L’événement a surpris plus d’un. Au petit matin du samedi, 4 novembre 2023, un commando de « six (6) hommes » lourdement armés dit-on a fait irruption à la maison centrale de Conakry, l’une des plus grandes et sécurisées prisons du pays. Conséquence, le commando a réussi à extirper de la prison des anciens cadres du Conseil National pour la Démocratie et le Développement (CNDD) à savoir : le capitaine Moussa Dadis Camara, les colonels Moussa Tiegboro Camara, Claude Pivi et Blaise Goumou. Et depuis, commence alors une chasse aux sorcières dans un combat dont l’essentiel s’est déroulé à Samatran, dans la préfecture de Dubreka. Quelques heures après, trois des fugitifs ont été repris et conduits à nouveau en prison. La question que bon nombre d’observateurs se posent, est comment cela a-t-il été possible ?
D’entrée, il faut rappeler que la junte guinéenne tient mordicus qu’il s’agit d’une « évasion » et non d’un « enlèvement » comme le prétendent les avocats des fugitifs. Comment comprendre qu’un commando de « six (6) hommes » ait pu mettre au respect des éléments des forces de défense et de sécurité guinéennes ? Impossible de répondre, mais toujours est-il qu’il existe tout un dispositif sécuritaire à l’entrée de Kaloum, siège de l’administration guinéenne et du palais présidentiel. Depuis le coup d’État du 5 septembre 2021, des militaires sont postés au niveau du pont 8 novembre. Sur la corniche, à côté du palais du peuple, se trouve également la base des forces spéciales. Si le commando était appuyé par un bataillon de 200 hommes, qu’est-ce qui allait se passer ?

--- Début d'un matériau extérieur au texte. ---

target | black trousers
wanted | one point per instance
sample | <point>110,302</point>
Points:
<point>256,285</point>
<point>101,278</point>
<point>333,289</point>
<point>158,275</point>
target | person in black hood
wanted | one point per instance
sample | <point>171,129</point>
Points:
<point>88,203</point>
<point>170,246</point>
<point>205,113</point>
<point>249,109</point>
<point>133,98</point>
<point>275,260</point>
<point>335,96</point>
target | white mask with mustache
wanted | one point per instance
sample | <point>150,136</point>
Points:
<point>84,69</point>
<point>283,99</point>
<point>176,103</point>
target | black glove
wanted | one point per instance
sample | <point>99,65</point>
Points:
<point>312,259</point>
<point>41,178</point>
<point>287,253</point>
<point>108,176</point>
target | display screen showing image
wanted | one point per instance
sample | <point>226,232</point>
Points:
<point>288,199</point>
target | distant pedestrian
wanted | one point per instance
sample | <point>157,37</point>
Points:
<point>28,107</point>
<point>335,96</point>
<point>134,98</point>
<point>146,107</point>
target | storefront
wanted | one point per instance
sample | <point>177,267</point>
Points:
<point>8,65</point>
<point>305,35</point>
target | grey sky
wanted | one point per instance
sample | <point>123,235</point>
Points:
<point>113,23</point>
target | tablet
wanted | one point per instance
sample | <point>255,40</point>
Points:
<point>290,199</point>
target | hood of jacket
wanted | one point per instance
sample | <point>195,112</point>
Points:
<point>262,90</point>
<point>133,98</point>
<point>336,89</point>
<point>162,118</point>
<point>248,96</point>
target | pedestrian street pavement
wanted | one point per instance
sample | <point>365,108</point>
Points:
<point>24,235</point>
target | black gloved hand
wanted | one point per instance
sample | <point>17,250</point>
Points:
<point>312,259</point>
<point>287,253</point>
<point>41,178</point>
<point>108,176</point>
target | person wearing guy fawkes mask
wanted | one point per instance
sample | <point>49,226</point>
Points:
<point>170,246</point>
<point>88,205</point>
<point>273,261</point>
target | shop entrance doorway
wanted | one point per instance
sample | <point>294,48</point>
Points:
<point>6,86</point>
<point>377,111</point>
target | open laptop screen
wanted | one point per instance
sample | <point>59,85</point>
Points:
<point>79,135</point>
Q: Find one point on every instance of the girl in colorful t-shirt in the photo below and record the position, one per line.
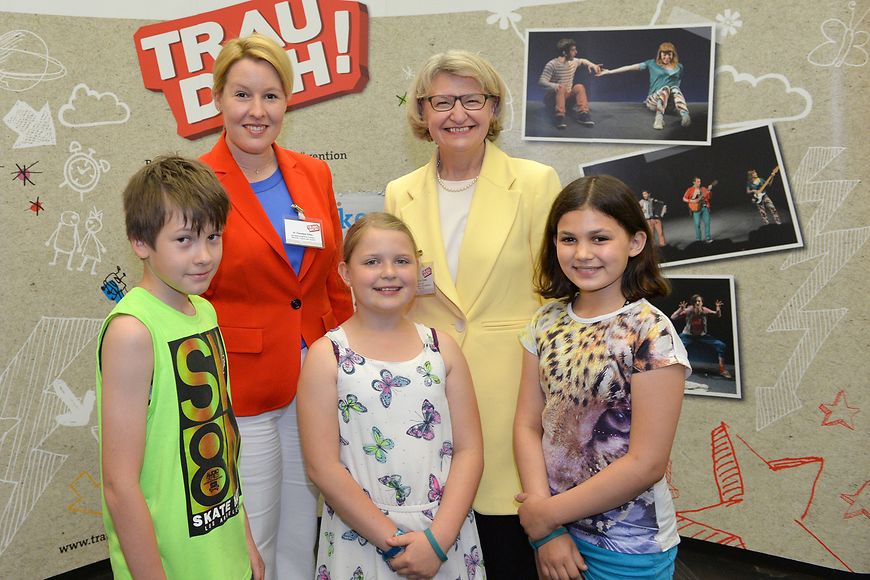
(600, 394)
(665, 74)
(389, 426)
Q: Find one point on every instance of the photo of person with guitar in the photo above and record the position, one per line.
(698, 199)
(756, 188)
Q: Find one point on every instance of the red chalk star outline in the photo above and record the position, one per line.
(839, 412)
(724, 522)
(859, 505)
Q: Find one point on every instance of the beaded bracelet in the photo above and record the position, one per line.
(561, 530)
(395, 550)
(434, 543)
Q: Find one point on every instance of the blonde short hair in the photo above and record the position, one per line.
(379, 221)
(257, 47)
(460, 63)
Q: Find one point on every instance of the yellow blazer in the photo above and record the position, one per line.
(492, 299)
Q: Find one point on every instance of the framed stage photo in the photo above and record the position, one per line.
(709, 203)
(703, 310)
(651, 84)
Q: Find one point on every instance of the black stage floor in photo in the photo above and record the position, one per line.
(626, 121)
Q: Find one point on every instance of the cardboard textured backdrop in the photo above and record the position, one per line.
(783, 471)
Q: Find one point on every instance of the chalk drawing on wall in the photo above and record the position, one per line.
(24, 172)
(778, 84)
(113, 287)
(29, 407)
(838, 412)
(82, 170)
(89, 108)
(505, 17)
(844, 43)
(25, 62)
(831, 249)
(78, 411)
(858, 505)
(91, 248)
(86, 491)
(33, 128)
(65, 237)
(36, 205)
(723, 522)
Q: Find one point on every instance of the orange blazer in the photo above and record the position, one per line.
(264, 309)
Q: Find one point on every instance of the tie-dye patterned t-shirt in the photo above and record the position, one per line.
(585, 370)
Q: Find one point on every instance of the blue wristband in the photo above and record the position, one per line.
(434, 543)
(395, 550)
(535, 544)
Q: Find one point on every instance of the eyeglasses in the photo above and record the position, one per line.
(470, 102)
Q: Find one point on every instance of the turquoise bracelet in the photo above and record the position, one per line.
(434, 543)
(561, 530)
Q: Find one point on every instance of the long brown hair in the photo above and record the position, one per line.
(642, 277)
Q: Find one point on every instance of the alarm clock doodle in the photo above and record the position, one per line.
(82, 171)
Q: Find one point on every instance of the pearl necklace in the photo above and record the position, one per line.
(453, 189)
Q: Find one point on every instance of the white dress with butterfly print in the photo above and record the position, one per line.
(396, 441)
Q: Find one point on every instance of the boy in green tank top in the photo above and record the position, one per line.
(169, 443)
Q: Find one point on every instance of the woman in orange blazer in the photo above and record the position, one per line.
(272, 298)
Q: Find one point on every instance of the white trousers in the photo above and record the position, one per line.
(279, 498)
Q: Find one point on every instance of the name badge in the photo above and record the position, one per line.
(307, 233)
(425, 279)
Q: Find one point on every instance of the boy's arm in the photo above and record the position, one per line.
(127, 365)
(627, 68)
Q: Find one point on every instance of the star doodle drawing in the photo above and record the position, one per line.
(28, 405)
(858, 505)
(831, 250)
(36, 206)
(838, 412)
(739, 472)
(23, 173)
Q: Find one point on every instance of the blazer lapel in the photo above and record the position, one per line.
(490, 220)
(423, 217)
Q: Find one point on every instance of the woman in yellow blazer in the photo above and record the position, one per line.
(478, 217)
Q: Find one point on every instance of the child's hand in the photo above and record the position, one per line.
(533, 516)
(418, 560)
(258, 567)
(559, 558)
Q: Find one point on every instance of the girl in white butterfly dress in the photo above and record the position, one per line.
(389, 426)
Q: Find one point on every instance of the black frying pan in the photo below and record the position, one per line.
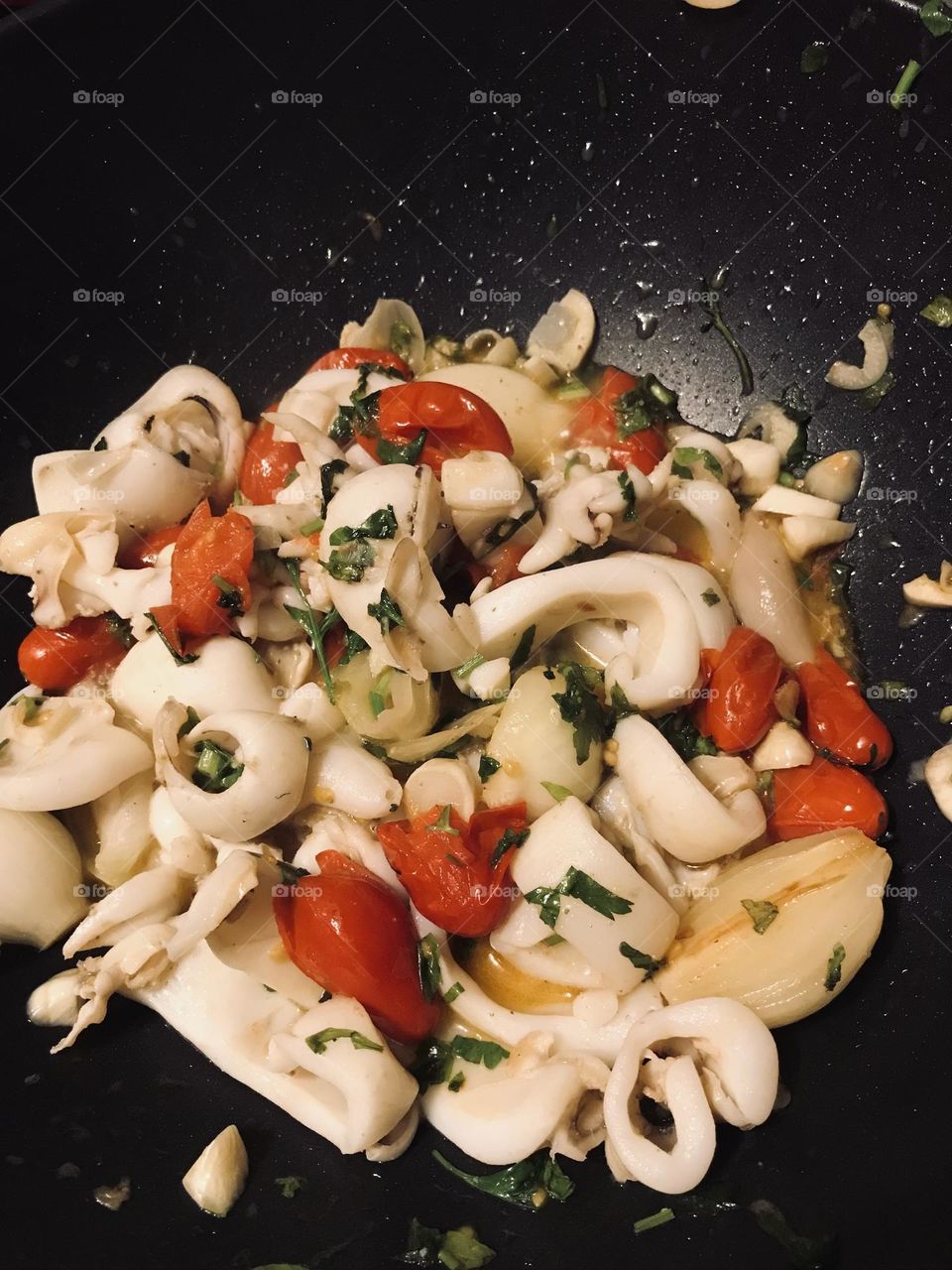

A date, l’on ne connait pas encore l’identité des membres du commando, même si le nom du fils de l’un des fugitifs toujours introuvables, est cité dans cette opération digne d’un film hollywoodien. Autre fait à ne pas négliger dans cette attaque de la maison centrale de Conakry, est que c’est le capitaine Moussa Dadis Camara, les colonels Moussa Tiegboro et Blaise Goumou, par le biais de leurs avocats, qui ont donné leur position, dit-on. Ce qui a donc permis de les reprendre pour les conduire à nouveau à la maison centrale de Conakry, à en croire leurs avocats. S’ils n’avaient pas donné leur position, les services de sécurité seraient-ils en mesure de les arrêter aujourd’hui ? La réponse peut être négative, dans la mesure où le colonel Claude Pivi est toujours introuvable et demanderait des garanties pour se rendre.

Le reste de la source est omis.